As noted above, Uyeda was highly complimentary of how well the process had worked, highlighting the modifications made in response to comments, such as the phase-in for SRCs and the elimination of the cooling-off period for issuers. He noted that the process started with a “detailed comment summary” that helped his understanding of commenters’ issues and ultimately “facilitated thoughtful conversations” with fellow commissioners and staffs “to help outline a final rule that the Corporation Finance staff could further develop.” He observed that 10b5-1 plans can provide some benefits, such as decreasing market volatility and allowing employees to “monetize equity compensation while complying with the insider trading laws”; limiting these plans could make that compensation less valuable. In that regard, he did express some concerns. While he recognized the basis for the rules applicable to overlapping plans and single-trade plans, he worried that the “final rule’s use of prophylactic prohibitions to address both situations may unnecessarily restrict the use of overlapping plans or single-trade plans established for legitimate reasons.” He also questioned whether the “broad concept of ‘good faith’”—an “inherently subjective determination”—could, in hindsight, create uncertainty, making amended rule 10b5-1 “difficult to implement.” With respect to the use of XBRL, he criticized the “random and piecemeal” approach to its implementation.

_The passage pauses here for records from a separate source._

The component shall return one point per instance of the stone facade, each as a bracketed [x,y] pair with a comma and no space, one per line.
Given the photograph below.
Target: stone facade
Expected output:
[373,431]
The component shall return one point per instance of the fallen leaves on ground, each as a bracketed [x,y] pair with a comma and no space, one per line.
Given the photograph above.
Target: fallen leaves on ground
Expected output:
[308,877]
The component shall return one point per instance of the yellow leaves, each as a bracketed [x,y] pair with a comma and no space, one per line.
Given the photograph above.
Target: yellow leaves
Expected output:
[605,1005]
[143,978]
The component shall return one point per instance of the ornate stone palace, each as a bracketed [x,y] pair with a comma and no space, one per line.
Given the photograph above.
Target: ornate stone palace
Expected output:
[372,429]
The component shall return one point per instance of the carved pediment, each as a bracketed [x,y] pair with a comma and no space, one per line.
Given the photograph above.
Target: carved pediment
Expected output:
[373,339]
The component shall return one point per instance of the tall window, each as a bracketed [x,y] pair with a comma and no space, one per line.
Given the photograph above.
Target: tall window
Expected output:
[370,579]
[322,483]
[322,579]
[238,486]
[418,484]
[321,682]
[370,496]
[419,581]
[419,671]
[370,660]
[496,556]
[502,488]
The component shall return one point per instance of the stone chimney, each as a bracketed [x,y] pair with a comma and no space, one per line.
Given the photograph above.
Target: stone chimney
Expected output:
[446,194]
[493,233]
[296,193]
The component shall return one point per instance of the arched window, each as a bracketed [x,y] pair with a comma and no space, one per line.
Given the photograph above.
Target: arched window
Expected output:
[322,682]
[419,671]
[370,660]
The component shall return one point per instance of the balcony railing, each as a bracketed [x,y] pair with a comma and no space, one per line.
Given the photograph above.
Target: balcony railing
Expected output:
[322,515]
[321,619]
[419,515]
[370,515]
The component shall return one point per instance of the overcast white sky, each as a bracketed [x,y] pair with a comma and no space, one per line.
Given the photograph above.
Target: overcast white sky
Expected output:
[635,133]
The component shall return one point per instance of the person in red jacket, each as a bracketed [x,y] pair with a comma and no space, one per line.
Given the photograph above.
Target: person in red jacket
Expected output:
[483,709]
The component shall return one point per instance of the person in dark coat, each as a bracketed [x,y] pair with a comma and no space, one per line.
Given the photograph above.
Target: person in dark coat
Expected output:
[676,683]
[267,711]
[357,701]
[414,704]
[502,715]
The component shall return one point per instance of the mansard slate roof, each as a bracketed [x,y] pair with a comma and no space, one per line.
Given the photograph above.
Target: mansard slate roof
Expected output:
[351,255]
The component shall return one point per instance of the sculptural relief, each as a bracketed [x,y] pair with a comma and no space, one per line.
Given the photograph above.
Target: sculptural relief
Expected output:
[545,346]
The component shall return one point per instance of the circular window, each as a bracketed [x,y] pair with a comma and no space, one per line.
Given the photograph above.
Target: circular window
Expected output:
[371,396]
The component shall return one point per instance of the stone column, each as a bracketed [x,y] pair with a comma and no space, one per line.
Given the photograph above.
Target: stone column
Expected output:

Finally, he observed that the amendments to Reg S-K Item 402 were the “third change to that item since I became a commissioner five-and-a-half months ago.” He was “puzzled” by the additional requirement: the narrative was arguably already required by CD&A and the tabular information “is otherwise publicly available. Before we reach the end of the alphabet for Item 402, I hope that the Commission carefully weighs the effectiveness of future executive compensation disclosure versus its costs.” While Uyeda supported the final rules, he hoped that “market participants will provide the Commission with feedback on whether the right balance was struck.”
In his statement, Commissioner Jaime Lizárraga observed that “[i]nsider trading is not a victimless crime. It erodes trust in our markets, undermines market integrity, distorts shareholder value, and harms investors. When ordinary investors see that corporate executives can legally manipulate the rules for their own benefit and, in doing so, misuse material, non-public information without consequences, it raises valid questions about whether these practices undermine fairness and transparency in our markets….Closing some of the rule’s loopholes, as we’re doing today, will provide investors with the confidence that there’s a level playing field.” The rule in place today, he said, does not require much information about the use of 10b5-1 plans, which “prevents investors from assessing whether corporate insiders may be misusing material, non-public information for personal gain, which undercuts the rule’s effectiveness. To be clear, the confidential information of issuers belongs to the company and its shareholders, not to insiders, so investors have a right to understand how issuers protect material, non-public information from being misused.”